Narrowly escaping with her life, Wu Shiau decides that what she needs is a team, so with the help of her fellow revolutionaries she goes about recruiting three more women: an expert swordswoman who was forced to close her school by the Japanese; another woman willing to give her life to fight the occupiers; and a prostitute who overhears one of the men looking for enemies of Li Tung who figures it’s a good opportunity to fight back. Through a series of training montages (it’s the ’80s, after all), Wu Shiau gets her squad in shape, teaching them the ways of ninjutsu, bolstered by the particular skills they already had (they are remarkably quick studies). It’s this part of the movie that is the most “male gazey,” with numerous shots of the girls working out in skimpy attire and even practicing their seduction skills on a hapless dupe. (Corny comic relief also comes with the territory in martial arts movies, and most of it is in this section.)

Their first attack on Li Tung and his bodyguards (with the girls hidden inside plaster lions in front of a temple!) is another flop, and the lady ninjas barely escape (again!) with their lives. They’ll have to think strategically: they study each of Li Tung’s bodyguards to strike at their weaknesses and take them down individually. Noteworthy fights include Wu Shiau taking on a female tae kwan do expert in an oil-filled ring (again, the ’80s) and another against a tribesman who fights with a razor-edged boomerang and spiderweb-like net. (And yes, one of the bodyguards is killed in a brothel as one of the ninjas takes the regular girl’s place.) It’s all pretty bonkers, and not everything is as it seems, but they save Li Tung’s most dangerous henchman, a Japanese swordsman named Yamamoto with ritual tattoos on his forehead and eyebrows, for last.
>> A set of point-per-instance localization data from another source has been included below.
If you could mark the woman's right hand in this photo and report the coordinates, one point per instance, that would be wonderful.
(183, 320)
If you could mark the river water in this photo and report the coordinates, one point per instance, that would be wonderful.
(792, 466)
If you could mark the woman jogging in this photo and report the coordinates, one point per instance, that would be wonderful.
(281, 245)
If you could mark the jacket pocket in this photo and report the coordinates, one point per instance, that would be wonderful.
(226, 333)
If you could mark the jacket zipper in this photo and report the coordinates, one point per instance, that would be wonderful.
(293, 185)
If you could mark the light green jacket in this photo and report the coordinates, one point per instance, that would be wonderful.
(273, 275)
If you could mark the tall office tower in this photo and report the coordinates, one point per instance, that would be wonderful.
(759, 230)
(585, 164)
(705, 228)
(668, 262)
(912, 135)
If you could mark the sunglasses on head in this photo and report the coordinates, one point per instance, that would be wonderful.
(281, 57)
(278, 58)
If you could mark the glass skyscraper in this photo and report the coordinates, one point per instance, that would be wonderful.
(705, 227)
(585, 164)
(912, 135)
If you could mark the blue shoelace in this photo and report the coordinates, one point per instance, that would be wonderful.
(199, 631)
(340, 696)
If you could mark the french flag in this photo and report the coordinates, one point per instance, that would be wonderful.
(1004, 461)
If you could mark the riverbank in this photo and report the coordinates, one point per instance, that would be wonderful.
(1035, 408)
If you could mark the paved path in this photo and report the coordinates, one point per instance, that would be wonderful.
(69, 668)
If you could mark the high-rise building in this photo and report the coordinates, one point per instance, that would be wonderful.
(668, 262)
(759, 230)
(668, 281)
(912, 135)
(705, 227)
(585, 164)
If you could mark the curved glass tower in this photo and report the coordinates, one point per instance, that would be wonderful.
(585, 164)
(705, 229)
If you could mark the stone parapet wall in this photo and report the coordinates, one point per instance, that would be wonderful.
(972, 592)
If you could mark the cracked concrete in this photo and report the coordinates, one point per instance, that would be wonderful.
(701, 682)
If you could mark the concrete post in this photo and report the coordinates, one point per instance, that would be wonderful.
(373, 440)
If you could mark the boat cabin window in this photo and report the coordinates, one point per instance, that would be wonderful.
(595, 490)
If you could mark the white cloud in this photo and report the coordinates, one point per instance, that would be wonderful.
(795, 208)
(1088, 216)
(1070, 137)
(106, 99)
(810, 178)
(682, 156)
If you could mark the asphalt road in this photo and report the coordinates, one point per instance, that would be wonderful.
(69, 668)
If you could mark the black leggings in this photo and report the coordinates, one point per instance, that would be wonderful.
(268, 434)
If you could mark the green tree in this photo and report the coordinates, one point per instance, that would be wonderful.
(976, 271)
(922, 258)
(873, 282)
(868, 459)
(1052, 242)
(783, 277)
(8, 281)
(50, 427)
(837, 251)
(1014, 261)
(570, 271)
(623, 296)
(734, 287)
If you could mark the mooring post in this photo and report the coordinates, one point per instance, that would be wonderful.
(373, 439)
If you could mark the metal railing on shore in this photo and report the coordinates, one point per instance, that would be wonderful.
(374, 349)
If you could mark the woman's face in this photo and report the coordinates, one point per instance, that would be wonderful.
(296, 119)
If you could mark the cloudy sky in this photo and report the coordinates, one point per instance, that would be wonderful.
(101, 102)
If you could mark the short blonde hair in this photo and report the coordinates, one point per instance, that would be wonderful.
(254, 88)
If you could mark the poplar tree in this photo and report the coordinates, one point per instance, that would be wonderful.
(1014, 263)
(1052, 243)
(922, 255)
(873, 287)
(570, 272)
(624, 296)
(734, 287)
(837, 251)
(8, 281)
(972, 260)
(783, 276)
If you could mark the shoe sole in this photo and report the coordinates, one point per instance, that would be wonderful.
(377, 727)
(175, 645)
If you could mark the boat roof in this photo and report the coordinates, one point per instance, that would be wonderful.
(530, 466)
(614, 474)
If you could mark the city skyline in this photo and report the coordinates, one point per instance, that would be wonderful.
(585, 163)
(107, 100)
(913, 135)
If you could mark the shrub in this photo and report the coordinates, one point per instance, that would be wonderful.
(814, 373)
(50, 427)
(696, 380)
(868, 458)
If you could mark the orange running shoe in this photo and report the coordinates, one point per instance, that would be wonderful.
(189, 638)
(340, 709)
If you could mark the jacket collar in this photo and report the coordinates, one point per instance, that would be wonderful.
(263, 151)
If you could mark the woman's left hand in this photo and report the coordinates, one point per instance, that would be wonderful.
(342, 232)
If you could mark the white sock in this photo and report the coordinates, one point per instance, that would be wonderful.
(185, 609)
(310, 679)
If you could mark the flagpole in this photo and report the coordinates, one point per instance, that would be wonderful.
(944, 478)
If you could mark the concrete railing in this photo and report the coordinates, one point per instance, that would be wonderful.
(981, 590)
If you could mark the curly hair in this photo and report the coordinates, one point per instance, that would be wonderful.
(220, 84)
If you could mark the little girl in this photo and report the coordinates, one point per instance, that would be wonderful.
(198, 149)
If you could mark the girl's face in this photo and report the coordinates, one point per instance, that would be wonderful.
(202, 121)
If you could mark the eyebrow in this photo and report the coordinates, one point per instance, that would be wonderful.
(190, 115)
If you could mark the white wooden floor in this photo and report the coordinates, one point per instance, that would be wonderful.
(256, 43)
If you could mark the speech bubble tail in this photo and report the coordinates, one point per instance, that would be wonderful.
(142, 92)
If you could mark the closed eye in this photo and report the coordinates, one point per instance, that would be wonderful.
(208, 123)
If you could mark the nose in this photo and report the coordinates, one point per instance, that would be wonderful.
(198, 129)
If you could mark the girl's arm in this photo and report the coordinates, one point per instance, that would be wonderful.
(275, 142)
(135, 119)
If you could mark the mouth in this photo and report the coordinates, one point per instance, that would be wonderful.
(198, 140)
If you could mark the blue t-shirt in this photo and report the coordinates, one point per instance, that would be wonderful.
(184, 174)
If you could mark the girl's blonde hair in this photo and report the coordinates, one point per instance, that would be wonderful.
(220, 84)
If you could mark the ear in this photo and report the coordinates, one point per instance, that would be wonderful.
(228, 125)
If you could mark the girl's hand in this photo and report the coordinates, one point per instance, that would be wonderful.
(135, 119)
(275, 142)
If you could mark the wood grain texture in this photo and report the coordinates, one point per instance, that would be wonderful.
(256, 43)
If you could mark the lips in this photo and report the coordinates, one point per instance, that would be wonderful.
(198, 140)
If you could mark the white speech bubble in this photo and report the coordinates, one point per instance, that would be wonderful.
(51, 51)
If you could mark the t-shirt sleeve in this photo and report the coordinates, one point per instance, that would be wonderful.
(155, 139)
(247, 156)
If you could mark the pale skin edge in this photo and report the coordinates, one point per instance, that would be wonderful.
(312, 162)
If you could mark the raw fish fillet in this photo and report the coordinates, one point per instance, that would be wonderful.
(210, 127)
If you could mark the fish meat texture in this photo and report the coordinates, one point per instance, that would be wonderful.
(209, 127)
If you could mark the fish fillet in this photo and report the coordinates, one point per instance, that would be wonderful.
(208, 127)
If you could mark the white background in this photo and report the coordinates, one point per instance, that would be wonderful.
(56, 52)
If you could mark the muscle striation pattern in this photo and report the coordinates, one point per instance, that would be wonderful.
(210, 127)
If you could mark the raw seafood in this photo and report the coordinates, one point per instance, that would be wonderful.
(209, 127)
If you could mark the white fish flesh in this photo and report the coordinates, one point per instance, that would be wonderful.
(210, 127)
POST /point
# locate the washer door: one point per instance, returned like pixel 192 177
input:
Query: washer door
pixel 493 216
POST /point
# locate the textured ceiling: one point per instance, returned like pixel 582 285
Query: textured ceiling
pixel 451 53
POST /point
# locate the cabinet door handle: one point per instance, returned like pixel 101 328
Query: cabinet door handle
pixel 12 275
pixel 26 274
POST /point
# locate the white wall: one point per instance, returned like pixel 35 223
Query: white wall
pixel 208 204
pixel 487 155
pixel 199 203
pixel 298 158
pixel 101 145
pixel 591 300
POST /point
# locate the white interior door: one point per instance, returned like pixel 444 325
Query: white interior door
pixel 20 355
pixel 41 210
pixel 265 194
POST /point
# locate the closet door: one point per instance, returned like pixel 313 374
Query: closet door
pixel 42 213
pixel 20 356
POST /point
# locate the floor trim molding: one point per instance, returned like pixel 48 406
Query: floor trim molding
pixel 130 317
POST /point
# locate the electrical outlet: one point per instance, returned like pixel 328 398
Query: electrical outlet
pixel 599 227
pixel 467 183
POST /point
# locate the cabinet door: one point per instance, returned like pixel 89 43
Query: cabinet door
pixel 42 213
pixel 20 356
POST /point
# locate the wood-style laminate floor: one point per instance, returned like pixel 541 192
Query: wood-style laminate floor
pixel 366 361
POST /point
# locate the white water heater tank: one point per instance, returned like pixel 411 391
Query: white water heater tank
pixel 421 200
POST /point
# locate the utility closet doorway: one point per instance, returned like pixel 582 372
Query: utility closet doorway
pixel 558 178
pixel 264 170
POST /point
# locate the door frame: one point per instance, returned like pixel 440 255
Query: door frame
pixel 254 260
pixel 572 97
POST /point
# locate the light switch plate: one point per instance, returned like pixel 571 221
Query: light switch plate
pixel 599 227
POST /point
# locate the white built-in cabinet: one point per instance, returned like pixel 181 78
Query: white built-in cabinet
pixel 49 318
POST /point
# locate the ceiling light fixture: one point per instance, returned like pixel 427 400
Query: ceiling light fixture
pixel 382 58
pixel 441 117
Afterword: When discussing Ninja Assassin last week, I mentioned the frequency with which CGI-enhanced fight scenes were compared to video games. There’s no mistaking anything in this circa 1983 production for a computer more sophisticated than a video effects processor, but in its own way it does remind me of the games of the time. There’s the procession from one boss to the next, leading up to the final confrontation, of course; and as mentioned, the effects that send fighters leaping through the air are sometimes primitive, but the result is quaintly analog. Beyond that, the number and frequency of odd weapons flying around that Wu Shiau has to avoid while fighting (like the aforementioned boomerang; there’s also an odd moment when she later faces off against her old classmate Koroda and he sends chains hovering through the air at her) are visually reminiscent of the busy, moving obstacle-filled screens in games like Ninja Gaiden or Castlevania. In some cases the sheer abstraction of the visuals takes me back to the Atari 2600 or NES: is that black square a platform or a hole? Is that moving bar of color a searchlight or a deadly laser beam? I picked up this ninja medallion at the beginning of the game–if I attach it to someone, will they explode? Is that how I win? Only one way to find out!